Harpur Trust v Brazel: Holiday Pay Law Explained | What UK Employers Must Do Now
TUESDAY BLOG
Employment Law Case: Harpur Trust v Brazel – Holiday Pay Lessons for Employers
Employment law continues to evolve, and recent tribunal and appellate decisions highlight how important it is for employers to calculate holiday pay correctly.
One significant case that continues to affect many employers is Harpur Trust v Brazel, which clarified how holiday entitlement should be calculated for workers with irregular working patterns.
What Happened?
The case involved a music teacher who worked during school terms but was engaged on a permanent contract.
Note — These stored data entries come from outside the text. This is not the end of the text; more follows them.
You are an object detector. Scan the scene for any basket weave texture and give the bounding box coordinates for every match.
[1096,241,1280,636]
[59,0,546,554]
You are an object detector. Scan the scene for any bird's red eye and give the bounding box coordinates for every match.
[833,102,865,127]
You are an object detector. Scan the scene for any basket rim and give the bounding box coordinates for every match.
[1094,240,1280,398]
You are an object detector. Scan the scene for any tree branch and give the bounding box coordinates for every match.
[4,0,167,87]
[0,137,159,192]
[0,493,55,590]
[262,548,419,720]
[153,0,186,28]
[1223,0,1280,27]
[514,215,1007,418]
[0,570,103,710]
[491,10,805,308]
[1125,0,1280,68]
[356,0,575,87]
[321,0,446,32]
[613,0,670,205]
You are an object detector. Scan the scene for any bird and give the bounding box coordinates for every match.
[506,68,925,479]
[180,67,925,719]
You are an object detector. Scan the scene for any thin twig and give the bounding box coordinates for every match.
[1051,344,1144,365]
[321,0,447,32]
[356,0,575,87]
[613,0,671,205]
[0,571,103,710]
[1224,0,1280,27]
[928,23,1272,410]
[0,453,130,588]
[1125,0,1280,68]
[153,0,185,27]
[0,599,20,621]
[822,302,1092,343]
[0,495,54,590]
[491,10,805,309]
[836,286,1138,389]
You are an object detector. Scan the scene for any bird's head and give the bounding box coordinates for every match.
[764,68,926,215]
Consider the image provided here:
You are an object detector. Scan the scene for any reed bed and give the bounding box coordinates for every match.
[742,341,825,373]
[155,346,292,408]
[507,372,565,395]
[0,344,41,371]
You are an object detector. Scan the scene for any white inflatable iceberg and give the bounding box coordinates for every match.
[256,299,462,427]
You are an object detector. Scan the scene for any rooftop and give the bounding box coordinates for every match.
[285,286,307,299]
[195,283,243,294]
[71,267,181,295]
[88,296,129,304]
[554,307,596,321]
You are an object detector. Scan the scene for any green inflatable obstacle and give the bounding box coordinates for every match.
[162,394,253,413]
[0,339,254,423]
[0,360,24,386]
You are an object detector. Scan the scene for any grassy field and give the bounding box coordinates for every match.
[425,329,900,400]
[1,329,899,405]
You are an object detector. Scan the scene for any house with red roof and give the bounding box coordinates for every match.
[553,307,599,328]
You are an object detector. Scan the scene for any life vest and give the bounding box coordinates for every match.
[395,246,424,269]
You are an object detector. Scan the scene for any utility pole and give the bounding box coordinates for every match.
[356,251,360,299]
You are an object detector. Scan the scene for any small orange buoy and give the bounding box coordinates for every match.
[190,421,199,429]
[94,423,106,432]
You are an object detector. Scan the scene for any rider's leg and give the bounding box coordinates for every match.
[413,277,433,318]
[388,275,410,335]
Her employer calculated holiday pay using the commonly used 12.07% method, which assumes workers are paid only for the hours they work.
However, the UK Supreme Court ruled that this method was incorrect for workers engaged on permanent contracts.
Instead, holiday pay should be calculated using the statutory reference period (now 52 weeks) of paid work.
Key Lessons for Employers
The ruling confirmed that employers must ensure holiday pay calculations comply with statutory requirements.
Important points include:
• The 12.07% method is not lawful for workers on permanent contracts
• Holiday pay should be based on the 52-week average pay reference period
• Employers must review contracts for part-year and irregular workers
Why This Matters
Incorrect holiday pay calculations can expose employers to:
• unlawful deduction of wages claims
• backdated holiday pay liabilities
• Employment Tribunal claims
Employers should regularly review payroll processes and employment contracts to ensure compliance.
Comment from Matthew Chilcott – Owner, Consensus HR
“Holiday pay is one of the most common areas where employers unknowingly make mistakes. Cases like this highlight the importance of reviewing payroll processes and employment contracts to ensure they remain compliant with UK employment law.”